For *Previous Passports*, should I include my old passport that I renewed and has since been invalidated?

*Evidence of how your trip is to be funded*
Um...bank statement? Backs up what I wrote (if anything) my total savings? Do I need to put this in the cover letter?

*Personal Details section*
We'll include our Marriage Certificate. I'll also include a photocopy of our Lease of our current home that has both of our names. Anything else recomended?

*Finances and employment*
Should I include the most recent pay stub for both myself AND my wife? Also the offer letter from the London office of my company accepting my transfer?

*Other:*
*Evidence of your relationship to your sponsor, e.g. marriage/civil partnership certificate, sponsor’s birth certificate*
Just the above Marriage Certificate (not a international one, but from Wisconsin), and Lease. If we provide bank statement it should have both of our names on it. Anything else?

*Evidence of your sponsor’s nationality, e.g. a copy of the bio data page from their passport (the page with their photograph) or a copy of their national identity card*
We don't have time to get her Passport copied by the embassy, so we'll just provide her passport with mine. We'll also copy her US Greencard. This works?

They will send my new passport, my old passport, and her passport along with our other documents back to us? Should we specifically request anything be send back, like the marriage certificate (I could provide a photo copy and the original for instance).
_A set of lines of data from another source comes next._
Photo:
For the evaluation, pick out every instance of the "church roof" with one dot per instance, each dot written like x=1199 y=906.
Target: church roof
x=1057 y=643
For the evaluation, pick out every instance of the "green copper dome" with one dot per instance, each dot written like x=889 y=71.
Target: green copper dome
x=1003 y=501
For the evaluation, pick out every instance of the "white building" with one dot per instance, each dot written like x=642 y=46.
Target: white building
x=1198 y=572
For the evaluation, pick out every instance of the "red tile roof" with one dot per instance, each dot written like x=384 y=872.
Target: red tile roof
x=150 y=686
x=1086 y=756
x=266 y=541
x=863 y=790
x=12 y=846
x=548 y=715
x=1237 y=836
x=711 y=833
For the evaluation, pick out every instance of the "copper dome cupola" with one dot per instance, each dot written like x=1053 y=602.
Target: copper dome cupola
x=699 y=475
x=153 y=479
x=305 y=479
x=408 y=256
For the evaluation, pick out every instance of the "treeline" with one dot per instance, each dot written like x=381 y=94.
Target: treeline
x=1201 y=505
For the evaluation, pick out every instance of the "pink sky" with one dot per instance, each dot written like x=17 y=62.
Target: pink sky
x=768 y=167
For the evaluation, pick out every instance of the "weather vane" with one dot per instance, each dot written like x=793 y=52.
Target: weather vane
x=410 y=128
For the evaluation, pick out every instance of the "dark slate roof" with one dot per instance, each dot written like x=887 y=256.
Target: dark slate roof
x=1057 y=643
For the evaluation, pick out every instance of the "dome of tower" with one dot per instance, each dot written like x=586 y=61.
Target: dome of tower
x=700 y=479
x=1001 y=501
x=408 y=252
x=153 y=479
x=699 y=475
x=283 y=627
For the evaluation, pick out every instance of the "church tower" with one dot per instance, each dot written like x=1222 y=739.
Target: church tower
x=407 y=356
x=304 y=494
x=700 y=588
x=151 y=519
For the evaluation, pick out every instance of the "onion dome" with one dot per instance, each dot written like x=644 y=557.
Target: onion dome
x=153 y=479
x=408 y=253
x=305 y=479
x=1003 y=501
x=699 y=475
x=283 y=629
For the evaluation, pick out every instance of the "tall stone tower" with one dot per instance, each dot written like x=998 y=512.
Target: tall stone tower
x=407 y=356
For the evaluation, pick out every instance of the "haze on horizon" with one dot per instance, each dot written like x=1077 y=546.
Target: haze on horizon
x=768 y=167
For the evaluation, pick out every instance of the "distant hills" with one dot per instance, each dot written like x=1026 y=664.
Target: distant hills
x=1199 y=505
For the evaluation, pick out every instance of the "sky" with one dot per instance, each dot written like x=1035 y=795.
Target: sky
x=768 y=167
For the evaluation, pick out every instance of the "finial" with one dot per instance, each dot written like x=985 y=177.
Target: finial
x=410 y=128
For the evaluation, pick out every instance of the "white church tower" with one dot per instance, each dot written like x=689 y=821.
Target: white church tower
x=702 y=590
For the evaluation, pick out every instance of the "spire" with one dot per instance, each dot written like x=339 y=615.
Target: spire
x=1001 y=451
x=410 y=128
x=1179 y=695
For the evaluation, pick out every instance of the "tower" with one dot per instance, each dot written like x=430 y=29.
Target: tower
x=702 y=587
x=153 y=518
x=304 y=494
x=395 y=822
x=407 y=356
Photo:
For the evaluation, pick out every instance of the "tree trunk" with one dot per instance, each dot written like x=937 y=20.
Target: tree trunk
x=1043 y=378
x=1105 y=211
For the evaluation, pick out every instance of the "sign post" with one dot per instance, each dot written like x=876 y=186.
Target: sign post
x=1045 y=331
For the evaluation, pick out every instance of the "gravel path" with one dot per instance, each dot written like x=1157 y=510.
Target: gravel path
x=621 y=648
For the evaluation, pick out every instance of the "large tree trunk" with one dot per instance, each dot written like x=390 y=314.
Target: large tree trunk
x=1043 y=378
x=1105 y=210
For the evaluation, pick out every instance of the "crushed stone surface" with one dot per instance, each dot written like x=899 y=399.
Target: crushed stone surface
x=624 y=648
Wow, just read over this post, its long...Thanks everyone in advance!


----------



## Joppa (Sep 7, 2009)

ilovepie said:


> First of, I was able to walk into the Passport Agency yesterday with out an appointment. Lucky for me I work 2 blocks away from the one in DC so I was able to go down and talk to the guards about what I needed. I had my employer write a letter stating that I needed to apply for a Visa within 4 weeks (one of their requirements to get into the Passport Agency). He also said if I showed up before 11 am I could get it in with out an appointment (next closest one was 12 days away!). Everyone was super helpful and whole process took 1 hour. Will have my new passport by tomorrow, so 48 hours turn around. Now I can get my visa and RC in my passport with out having to renew in 2 years!
> 
> We're going to apply for the EEA Family Permit online over the weekend and mail off documents on Monday. Before we begin I'm reviewing the VAF5 PDF application to get an idea of the questions. Boy is it a long one! Below are questions/requirements I'm unclear on what response I should provide. Hoping everyone could help out. If I provide an answer that anyone disagrees or wants to clarify please let me know! :fingerscrossed:
> 
> ...


Yes.



> *How Long do you intend to stay in the UK?*
> I will write "_6 months_"


Fine.



> *Travel Dates
> On which date do you wish to travel to the UK*
> I will estimate _October 2nd_, when this is approved, does this mean I can only travel after October 2nd? Before October 2nd? Or anytime really.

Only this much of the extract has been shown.